Was ist der „Heilige Krieg“?

(Quelle: islam.de Offener Brief an Seine Heiligkeit Papst XVI. Ghazi bin Muhammad schreibt an den Papst:)

Wir würden gerne aufzeigen dass „heiliger Krieg“ ein Begriff ist, der in Islamischen Sprachen nicht existiert. Jihad, dass muss unterstrichen werden, meint Anstrengung, und spezifisch Anstrengung auf dem Wege Gottes. Diese Anstrengung mag verschiedene Formen annehmen, einschließlich der Anwendung von Gewalt. Obwohl ein jihad möglicherweise heilig im Sinne einer Ausrichtung auf ein heiliges Ideal sein kann, ist es nicht notwendigerweise ein „Krieg“. Darüber hinaus ist es erwähnenswert, dass Manuel II. Paleologus sagt, dass „Gewalt“ gegen Gottes Natur gerichtet sei, da Christus selbst Gewalt gegen die Geldwechsler im Tempel übte, und sagte „Denkt nicht dass ich gekommen wäre, Frieden auf die Erde zu bringen; ich kam nicht um Frieden zu bringen, sondern ein Schwert…“ (Matthäus 10:34-36). Als Gott den Pharao ertränkte, richtete Er sich dabei gegen Seine eigene Natur? Vielleicht wollte der Kaiser sagen, dass Grausamkeit, Brutalität und Aggression gegen Gottes Willen sind, womit das klassische und traditionelle Recht zum Jihad ihm völlig entsprechen würde.
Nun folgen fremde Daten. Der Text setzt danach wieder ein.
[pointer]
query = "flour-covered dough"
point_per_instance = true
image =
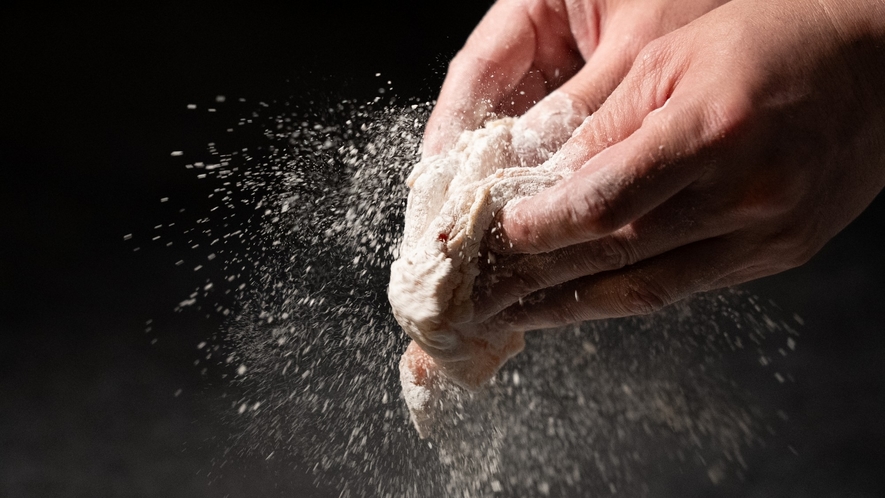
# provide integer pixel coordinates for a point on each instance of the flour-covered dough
(453, 200)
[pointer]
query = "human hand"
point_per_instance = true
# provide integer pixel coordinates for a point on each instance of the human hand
(523, 50)
(735, 148)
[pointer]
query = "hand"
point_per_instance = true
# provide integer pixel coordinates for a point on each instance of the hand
(735, 148)
(524, 49)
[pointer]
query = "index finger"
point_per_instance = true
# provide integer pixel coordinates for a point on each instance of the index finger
(516, 42)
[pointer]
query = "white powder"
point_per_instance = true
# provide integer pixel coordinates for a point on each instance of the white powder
(453, 201)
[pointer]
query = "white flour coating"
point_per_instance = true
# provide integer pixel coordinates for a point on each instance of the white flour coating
(453, 201)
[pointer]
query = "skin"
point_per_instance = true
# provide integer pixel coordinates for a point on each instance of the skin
(726, 143)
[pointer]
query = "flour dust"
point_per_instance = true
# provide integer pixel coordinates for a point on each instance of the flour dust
(309, 221)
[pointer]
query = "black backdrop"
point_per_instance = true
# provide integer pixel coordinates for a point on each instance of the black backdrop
(92, 101)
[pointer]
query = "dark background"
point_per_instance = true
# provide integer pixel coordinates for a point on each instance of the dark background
(92, 102)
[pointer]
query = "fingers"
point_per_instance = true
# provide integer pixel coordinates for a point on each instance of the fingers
(676, 223)
(653, 157)
(639, 289)
(518, 45)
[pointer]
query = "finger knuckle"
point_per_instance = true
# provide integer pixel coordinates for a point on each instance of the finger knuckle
(641, 297)
(607, 253)
(592, 213)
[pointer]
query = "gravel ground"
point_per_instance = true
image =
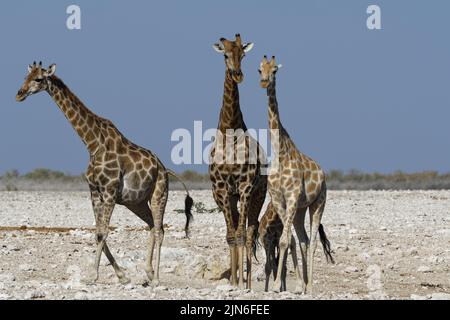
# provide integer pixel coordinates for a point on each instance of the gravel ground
(387, 245)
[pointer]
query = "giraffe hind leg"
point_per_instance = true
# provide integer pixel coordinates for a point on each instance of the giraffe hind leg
(299, 226)
(158, 206)
(316, 211)
(143, 211)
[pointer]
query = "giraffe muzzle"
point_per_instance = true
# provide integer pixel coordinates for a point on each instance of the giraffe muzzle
(264, 84)
(238, 76)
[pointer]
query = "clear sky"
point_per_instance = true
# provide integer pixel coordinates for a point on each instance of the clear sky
(349, 97)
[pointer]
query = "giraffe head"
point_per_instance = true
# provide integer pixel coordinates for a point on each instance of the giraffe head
(35, 81)
(267, 70)
(233, 52)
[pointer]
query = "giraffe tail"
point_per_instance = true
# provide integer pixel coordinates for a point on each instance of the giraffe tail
(188, 203)
(326, 244)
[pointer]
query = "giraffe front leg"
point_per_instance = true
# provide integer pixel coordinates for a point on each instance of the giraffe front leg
(157, 207)
(241, 241)
(231, 238)
(284, 244)
(316, 211)
(102, 228)
(97, 207)
(299, 226)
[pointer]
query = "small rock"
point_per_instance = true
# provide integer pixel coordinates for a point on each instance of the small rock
(417, 297)
(34, 295)
(80, 296)
(225, 288)
(440, 296)
(4, 296)
(351, 269)
(7, 277)
(25, 267)
(161, 288)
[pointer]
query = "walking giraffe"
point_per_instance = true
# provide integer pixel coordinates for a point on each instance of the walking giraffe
(119, 171)
(239, 181)
(296, 183)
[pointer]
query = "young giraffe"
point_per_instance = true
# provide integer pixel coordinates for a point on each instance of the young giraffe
(119, 171)
(270, 230)
(241, 181)
(296, 183)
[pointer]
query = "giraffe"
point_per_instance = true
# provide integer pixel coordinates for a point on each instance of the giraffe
(243, 181)
(296, 183)
(270, 229)
(119, 171)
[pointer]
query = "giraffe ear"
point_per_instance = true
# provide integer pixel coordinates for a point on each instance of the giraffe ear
(248, 46)
(218, 47)
(51, 70)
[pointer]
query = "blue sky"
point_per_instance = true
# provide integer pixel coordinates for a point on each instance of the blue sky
(349, 97)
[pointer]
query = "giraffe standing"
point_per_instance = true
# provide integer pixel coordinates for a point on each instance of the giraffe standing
(270, 230)
(296, 183)
(119, 171)
(239, 181)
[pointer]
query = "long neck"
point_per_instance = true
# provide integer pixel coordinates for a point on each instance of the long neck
(230, 114)
(83, 120)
Ihr sagt, dass „der Kaiser natürlich auch die im Koran niedergelegten – später entstandenen – Bestimmungen über den heiligen Krieg kannte“. Allerdings, wie wir oben im Hinblick auf Es gibt keinen Zwang im Glauben aufzeigten, die erwähnten Bestimmungen waren in keiner Weise später. Vielmehr zeigen die Standpunkte des Kaisers über Konversionen durch Gewalt, dass er nicht wusste, was diese Bestimmungen sind und immer schon waren.
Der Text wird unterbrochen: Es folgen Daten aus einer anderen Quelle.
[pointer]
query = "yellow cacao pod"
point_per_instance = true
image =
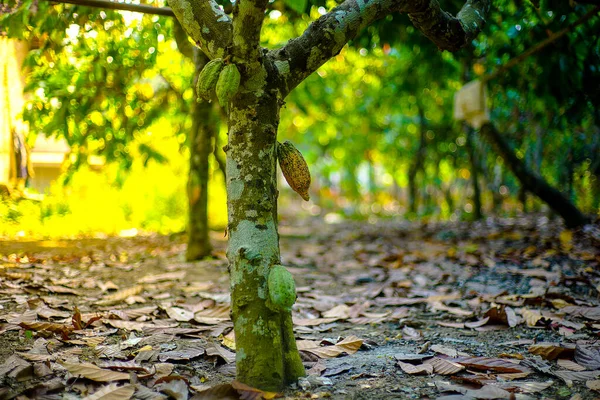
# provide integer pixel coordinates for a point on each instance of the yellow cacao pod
(207, 80)
(228, 84)
(294, 168)
(282, 289)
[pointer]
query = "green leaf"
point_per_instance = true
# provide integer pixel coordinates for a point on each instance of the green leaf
(297, 5)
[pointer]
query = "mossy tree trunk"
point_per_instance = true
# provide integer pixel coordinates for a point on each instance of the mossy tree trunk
(267, 357)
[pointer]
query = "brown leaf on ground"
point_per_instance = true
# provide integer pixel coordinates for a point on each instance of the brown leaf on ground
(593, 384)
(181, 355)
(570, 365)
(179, 314)
(492, 364)
(416, 369)
(577, 375)
(124, 365)
(592, 313)
(502, 314)
(486, 392)
(477, 324)
(112, 392)
(587, 356)
(176, 387)
(526, 387)
(449, 351)
(249, 393)
(62, 329)
(410, 333)
(216, 350)
(340, 311)
(551, 351)
(350, 345)
(218, 392)
(92, 372)
(121, 295)
(443, 366)
(313, 321)
(532, 317)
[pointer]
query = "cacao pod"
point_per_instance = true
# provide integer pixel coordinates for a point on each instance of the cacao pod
(207, 80)
(294, 168)
(228, 84)
(282, 289)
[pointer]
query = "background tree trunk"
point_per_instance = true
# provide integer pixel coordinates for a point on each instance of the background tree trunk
(533, 183)
(204, 128)
(473, 159)
(417, 164)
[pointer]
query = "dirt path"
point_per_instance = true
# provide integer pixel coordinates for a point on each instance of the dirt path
(385, 311)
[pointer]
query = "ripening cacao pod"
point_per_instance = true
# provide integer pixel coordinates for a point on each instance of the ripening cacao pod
(207, 80)
(282, 289)
(294, 168)
(228, 84)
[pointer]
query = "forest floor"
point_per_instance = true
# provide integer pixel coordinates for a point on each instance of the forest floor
(507, 308)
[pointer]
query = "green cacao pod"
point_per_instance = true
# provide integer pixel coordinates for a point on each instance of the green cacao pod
(228, 84)
(282, 289)
(294, 168)
(207, 80)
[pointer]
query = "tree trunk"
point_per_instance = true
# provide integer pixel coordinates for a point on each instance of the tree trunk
(477, 215)
(417, 164)
(267, 356)
(534, 183)
(203, 129)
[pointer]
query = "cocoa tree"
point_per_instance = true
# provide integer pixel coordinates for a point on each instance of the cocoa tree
(267, 356)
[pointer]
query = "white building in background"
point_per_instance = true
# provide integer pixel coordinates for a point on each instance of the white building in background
(40, 165)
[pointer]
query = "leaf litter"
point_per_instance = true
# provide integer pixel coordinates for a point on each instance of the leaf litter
(503, 309)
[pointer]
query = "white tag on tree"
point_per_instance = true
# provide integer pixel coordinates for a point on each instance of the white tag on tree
(470, 104)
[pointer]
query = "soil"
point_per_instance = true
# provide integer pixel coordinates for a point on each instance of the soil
(381, 270)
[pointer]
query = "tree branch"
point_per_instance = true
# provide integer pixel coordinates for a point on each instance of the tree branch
(448, 32)
(325, 37)
(248, 16)
(113, 5)
(206, 24)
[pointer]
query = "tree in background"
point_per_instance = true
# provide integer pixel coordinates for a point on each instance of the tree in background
(111, 96)
(267, 356)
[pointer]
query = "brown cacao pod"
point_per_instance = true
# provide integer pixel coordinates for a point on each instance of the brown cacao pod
(294, 168)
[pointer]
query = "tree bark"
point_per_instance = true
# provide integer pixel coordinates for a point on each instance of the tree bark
(477, 212)
(267, 356)
(204, 126)
(535, 184)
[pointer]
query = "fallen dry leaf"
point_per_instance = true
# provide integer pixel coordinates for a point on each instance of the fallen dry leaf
(112, 392)
(92, 372)
(416, 369)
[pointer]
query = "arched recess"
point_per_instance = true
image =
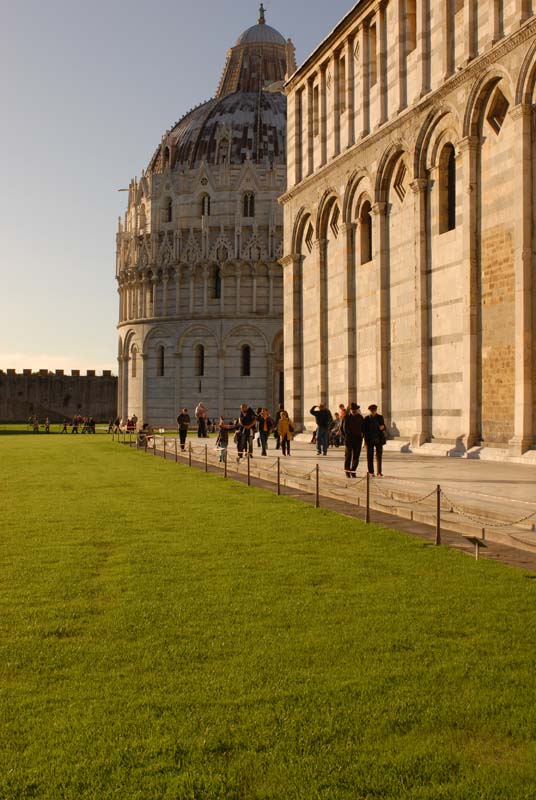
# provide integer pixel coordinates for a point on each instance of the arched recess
(190, 386)
(301, 361)
(331, 277)
(491, 348)
(441, 271)
(396, 376)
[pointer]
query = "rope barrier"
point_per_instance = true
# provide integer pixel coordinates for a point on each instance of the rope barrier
(484, 523)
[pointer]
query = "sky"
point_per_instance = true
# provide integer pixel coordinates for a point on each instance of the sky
(87, 90)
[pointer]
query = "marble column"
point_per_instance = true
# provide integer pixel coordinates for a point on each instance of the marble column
(523, 438)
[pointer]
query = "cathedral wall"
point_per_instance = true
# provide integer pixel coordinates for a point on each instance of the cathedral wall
(440, 314)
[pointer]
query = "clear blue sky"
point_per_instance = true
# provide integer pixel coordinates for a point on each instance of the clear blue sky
(87, 90)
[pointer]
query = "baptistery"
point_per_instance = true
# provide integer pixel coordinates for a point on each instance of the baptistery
(197, 262)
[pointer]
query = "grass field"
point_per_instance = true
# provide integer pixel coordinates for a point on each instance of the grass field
(167, 634)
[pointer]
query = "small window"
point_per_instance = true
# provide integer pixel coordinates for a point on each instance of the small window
(373, 68)
(167, 212)
(160, 363)
(205, 205)
(245, 361)
(342, 86)
(249, 204)
(216, 287)
(497, 112)
(199, 355)
(365, 232)
(447, 189)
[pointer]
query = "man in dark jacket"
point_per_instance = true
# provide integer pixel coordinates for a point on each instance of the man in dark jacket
(323, 420)
(374, 433)
(352, 430)
(183, 421)
(247, 422)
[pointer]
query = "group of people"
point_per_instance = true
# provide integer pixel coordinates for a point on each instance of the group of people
(249, 426)
(350, 428)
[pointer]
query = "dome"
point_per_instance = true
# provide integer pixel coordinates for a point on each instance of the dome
(239, 127)
(261, 34)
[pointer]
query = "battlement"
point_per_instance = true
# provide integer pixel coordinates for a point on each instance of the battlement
(57, 373)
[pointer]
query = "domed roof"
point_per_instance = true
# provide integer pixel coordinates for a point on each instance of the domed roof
(239, 127)
(261, 34)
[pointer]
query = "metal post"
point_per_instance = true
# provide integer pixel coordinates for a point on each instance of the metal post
(438, 514)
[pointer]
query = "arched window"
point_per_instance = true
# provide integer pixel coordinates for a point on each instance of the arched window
(205, 205)
(447, 189)
(199, 358)
(216, 288)
(365, 232)
(223, 151)
(245, 361)
(249, 204)
(160, 361)
(167, 210)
Die autoritativen und traditionellen Islamischen Regeln des Krieges können in den folgenden Prinzipien zusammengefasst werden:

  1. Nicht-Kämpfende sind keine erlaubten oder legitimen Ziele. Dies wurde ausdrücklich wieder und wieder durch den Propheten, seine Gefährten, und durch die gelehrte Tradition seitdem betont.
  2. Religiöse Überzeugungen alleine machen niemanden zu einem Objekt des Angriffs. Die ursprüngliche Muslimische Gemeinschaft kämpfte gegen Heiden, die sie außerdem aus ihren Häusern vertrieben, verfolgten, folterten und ermordeten. Danach waren die Islamischen Eroberungen politischer Natur.
  3. Muslime können und sollen mit ihren Nachbarn in Frieden leben. Und wenn sie dem Frieden zuneigen, so neige auch du ihm zu; und lege dein Vertrauen in Gott (al-Anfal 8:61). Allerdings schließt dies nicht legitime Selbstverteidigung und die Aufrechterhaltung von Souveränität aus.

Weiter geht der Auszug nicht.